Salvare la Lontra dall'inquinamento e dall'estinzione. Questo il progetto del WWF Italia che gestisce l'Oasi di Persano (Salerno). Se ne parlerà in un convegno sabato 18 giugno alle ore 9,00 a Serre (Salerno)

Nota- Questo comunicato è stato pubblicato integralmente come contributo esterno. Questo contenuto non è pertanto un articolo prodotto dalla redazione di SalernoToday

Vive in acque incontaminate ed è un predatore al vertice della catena alimentare: per questo è considerata un'indicatore biologico importantissimo per l'ecosistema. E' la Lontra, mammifero una volta presente nei corsi d’acqua e nei laghi di tutta Italia e adesso decimata dall’inquinamento e dalla cementificazione delle aree fluviali. Oggi, in tutta la penisola, si contano appena 260 esemplari. Per questo la Lontra è stata inserita nella lista rossa mondiale delle specie in pericolo, uno dei mammiferi maggiormente minacciati di estinzione in Italia, anche perché le popolazioni residue, concentrate nell'Oasi Wwf di Serre - Persano e in parte nei fiumi Sinni, Basento e Agri in Basilicata, sono completamente isolate dalle altre popolazioni europee. Il Wwf Italia gestisce l'oasi di Serre-Persano: un’isola verde di 110 ettari in provincia di Salerno istituita nel 1981 su un lago artificiale lungo il corso del fiume Sele. Insieme alla regione Campania, al comune di Serre e grazie al cofinanziamento comunitario del Programma di sviluppo rurale della Campania 2007-2013, ha promosso il progetto “Sulle tracce della Lontra, regina dei fiumi” che mira a sensibilizzare e conservazione gli habitat fluviali.
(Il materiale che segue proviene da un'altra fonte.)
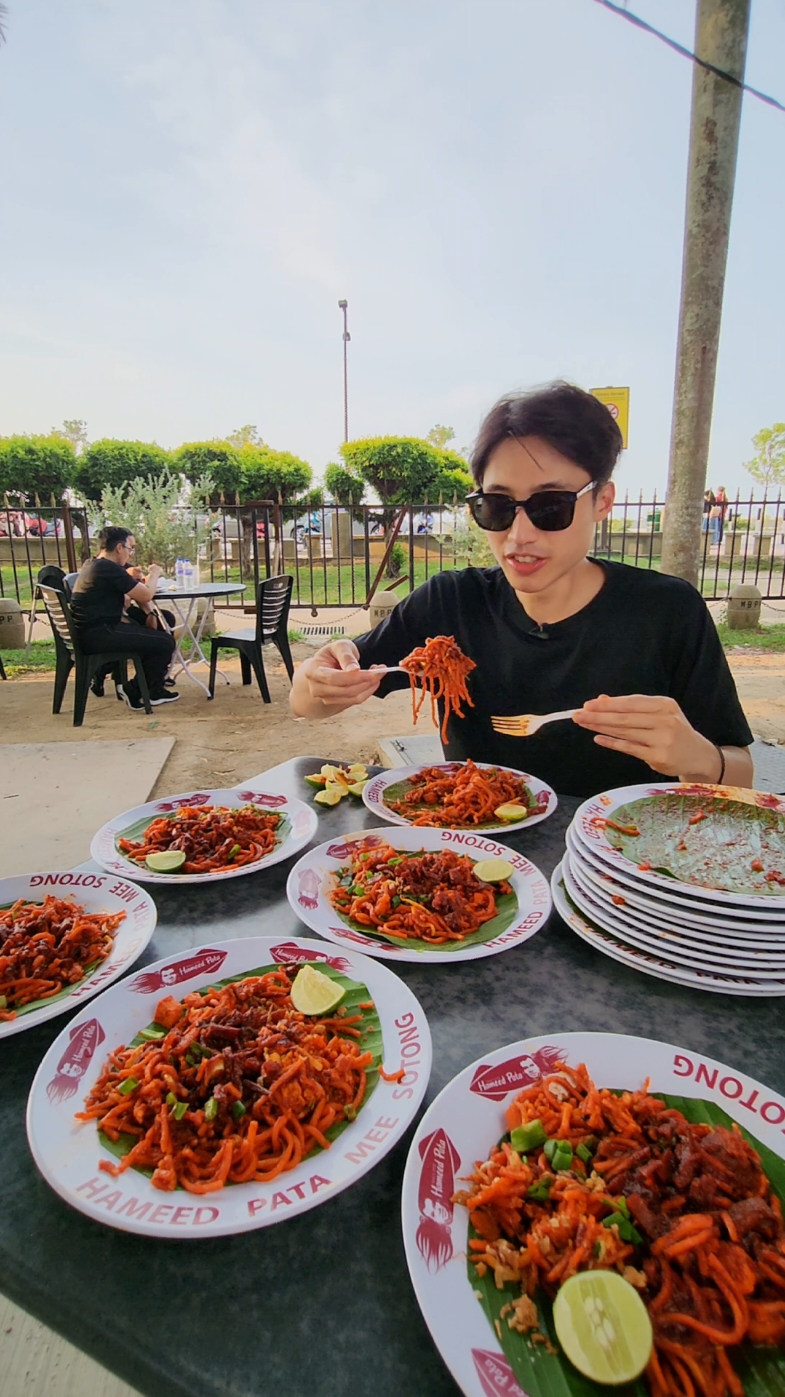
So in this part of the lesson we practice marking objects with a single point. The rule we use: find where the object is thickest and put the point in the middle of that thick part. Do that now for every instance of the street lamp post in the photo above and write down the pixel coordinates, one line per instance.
(344, 306)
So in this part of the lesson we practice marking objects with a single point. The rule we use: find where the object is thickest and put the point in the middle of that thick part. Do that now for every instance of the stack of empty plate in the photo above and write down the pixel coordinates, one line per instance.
(682, 882)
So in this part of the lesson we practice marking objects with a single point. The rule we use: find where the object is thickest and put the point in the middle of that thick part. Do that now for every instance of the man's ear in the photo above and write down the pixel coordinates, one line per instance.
(604, 500)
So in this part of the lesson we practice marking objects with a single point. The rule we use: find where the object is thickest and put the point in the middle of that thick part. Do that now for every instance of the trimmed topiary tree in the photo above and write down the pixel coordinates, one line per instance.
(111, 464)
(35, 465)
(217, 458)
(271, 475)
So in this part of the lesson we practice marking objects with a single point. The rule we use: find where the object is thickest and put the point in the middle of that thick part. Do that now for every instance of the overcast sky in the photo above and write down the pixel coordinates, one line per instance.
(189, 187)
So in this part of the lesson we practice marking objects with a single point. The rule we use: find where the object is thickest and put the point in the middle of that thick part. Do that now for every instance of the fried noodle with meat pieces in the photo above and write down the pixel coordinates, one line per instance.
(442, 669)
(683, 1211)
(48, 946)
(428, 897)
(213, 837)
(461, 796)
(239, 1086)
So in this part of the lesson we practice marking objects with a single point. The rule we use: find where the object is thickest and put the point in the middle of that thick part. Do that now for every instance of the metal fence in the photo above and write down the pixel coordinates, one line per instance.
(340, 558)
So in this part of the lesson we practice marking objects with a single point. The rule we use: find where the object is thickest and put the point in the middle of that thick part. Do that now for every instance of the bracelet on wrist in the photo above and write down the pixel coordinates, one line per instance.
(721, 777)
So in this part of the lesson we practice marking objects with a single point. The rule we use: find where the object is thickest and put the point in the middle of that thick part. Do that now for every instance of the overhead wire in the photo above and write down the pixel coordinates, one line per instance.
(687, 53)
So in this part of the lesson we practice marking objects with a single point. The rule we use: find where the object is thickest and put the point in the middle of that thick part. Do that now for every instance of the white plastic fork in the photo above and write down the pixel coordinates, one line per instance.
(528, 722)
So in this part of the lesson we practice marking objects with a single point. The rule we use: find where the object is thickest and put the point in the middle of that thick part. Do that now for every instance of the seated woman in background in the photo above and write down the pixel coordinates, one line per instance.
(549, 627)
(99, 595)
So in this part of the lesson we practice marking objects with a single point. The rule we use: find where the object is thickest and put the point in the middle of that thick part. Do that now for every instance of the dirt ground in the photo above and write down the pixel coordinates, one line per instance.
(219, 742)
(238, 735)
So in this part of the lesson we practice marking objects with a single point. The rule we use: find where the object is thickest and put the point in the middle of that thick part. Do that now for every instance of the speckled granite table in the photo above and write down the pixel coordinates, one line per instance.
(320, 1306)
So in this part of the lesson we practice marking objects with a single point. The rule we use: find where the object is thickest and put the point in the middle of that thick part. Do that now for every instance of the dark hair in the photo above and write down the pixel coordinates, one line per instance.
(112, 535)
(571, 421)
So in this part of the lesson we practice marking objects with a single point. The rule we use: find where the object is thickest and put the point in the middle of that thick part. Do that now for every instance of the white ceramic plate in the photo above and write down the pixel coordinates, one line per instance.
(373, 795)
(693, 907)
(669, 945)
(746, 929)
(97, 893)
(654, 963)
(69, 1153)
(749, 953)
(464, 1123)
(313, 878)
(588, 826)
(299, 829)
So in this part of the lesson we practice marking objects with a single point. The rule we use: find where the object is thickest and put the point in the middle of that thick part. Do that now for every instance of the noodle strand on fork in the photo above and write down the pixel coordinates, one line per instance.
(442, 669)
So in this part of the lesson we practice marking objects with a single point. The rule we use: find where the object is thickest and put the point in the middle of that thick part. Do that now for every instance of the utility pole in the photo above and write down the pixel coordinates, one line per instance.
(344, 306)
(721, 38)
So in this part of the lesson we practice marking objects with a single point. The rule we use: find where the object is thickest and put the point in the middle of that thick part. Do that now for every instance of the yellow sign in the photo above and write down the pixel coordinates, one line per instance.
(618, 404)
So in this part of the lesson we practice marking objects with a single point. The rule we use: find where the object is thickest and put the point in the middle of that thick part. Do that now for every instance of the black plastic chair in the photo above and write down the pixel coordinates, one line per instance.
(273, 601)
(70, 655)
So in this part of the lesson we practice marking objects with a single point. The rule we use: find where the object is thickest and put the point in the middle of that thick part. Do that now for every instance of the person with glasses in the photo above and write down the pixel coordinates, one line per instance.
(101, 594)
(551, 627)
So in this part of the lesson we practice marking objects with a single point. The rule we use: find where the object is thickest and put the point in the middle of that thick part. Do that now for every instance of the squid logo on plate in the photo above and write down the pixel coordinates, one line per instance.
(495, 1375)
(201, 964)
(271, 802)
(342, 851)
(435, 1199)
(497, 1081)
(288, 954)
(76, 1061)
(183, 802)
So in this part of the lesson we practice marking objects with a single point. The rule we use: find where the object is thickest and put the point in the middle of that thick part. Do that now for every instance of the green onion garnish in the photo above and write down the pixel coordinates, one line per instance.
(528, 1137)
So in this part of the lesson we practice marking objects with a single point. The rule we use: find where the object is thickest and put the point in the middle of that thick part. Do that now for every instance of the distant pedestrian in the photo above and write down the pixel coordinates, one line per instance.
(721, 505)
(707, 507)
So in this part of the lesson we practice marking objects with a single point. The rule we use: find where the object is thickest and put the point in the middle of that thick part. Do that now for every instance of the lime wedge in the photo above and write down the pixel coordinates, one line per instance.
(511, 812)
(493, 871)
(328, 796)
(314, 993)
(169, 861)
(604, 1326)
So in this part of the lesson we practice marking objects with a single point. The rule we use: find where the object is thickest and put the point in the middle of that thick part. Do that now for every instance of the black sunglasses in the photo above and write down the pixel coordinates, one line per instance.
(548, 510)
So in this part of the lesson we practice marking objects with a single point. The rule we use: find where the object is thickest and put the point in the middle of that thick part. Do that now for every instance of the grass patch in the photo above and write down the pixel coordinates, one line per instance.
(41, 657)
(763, 637)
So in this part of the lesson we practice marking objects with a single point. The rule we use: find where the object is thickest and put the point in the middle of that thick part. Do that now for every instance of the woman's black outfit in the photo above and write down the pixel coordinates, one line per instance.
(97, 606)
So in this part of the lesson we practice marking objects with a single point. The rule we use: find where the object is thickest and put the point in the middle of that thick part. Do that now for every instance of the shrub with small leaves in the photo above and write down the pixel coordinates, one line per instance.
(109, 464)
(162, 514)
(35, 465)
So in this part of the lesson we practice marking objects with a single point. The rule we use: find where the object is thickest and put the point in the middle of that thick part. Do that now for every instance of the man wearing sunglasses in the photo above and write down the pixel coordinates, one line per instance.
(551, 627)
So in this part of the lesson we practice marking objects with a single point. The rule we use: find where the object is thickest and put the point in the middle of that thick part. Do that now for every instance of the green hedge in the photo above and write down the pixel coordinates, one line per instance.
(109, 464)
(34, 465)
(404, 470)
(219, 460)
(268, 474)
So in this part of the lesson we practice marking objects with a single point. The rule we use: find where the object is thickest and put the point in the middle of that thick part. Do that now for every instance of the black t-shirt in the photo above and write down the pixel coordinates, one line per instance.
(98, 594)
(643, 633)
In quest'ottica si inserisce il convegno di sabato 18 giugno a Serre (piazza Vittorio Veneto-sala Conforti, ore 9,00) al quale parteciperanno Palmiro Cornetta (sindaco di Serre) Amilcare Troiano e Angelo De Vita (presidente e direttore del Parco nazionale del Cilento), Domenico Totaro (presidente del Parco nazionale Appennino Lucano Val d'Agri-Lagonegrese), Domenico Nicoletti (riserva naturale foce Sele e Tanagro), Vito Busillo (presidente Consorzio bonifica in destra del Sele), Susanna D'Antoni (Istituto superiore per la protezione e ricerca ambiente-Ispra), Anna Loy (Università del Molise) e Antonio Canu (Oasi del Wwf). Il dibatitto sarà moderato da Fabrizio Bulgarini del Wwf Italia. Il progetto prevede, inoltre, l'allestimento di mostre didattiche nelle scuole di Serre, la redazione di un opuscolo divulgativo e di un sito web sulla Lontra. “Proteggere la Lontra – dichiarano gli organizzatori - significa difendere la qualità degli ambienti fluviali e, in un’ottica più generale, la qualità e la disponibilità di acqua. Un obiettivo importante, soprattutto in Campania, dal quale dipende la qualità della vita di milioni di cittadini”. Al termine del convegno, il Wwf ha organizzato una degustazione di prodotti tipici del Cilento, preparati da artigiani locali.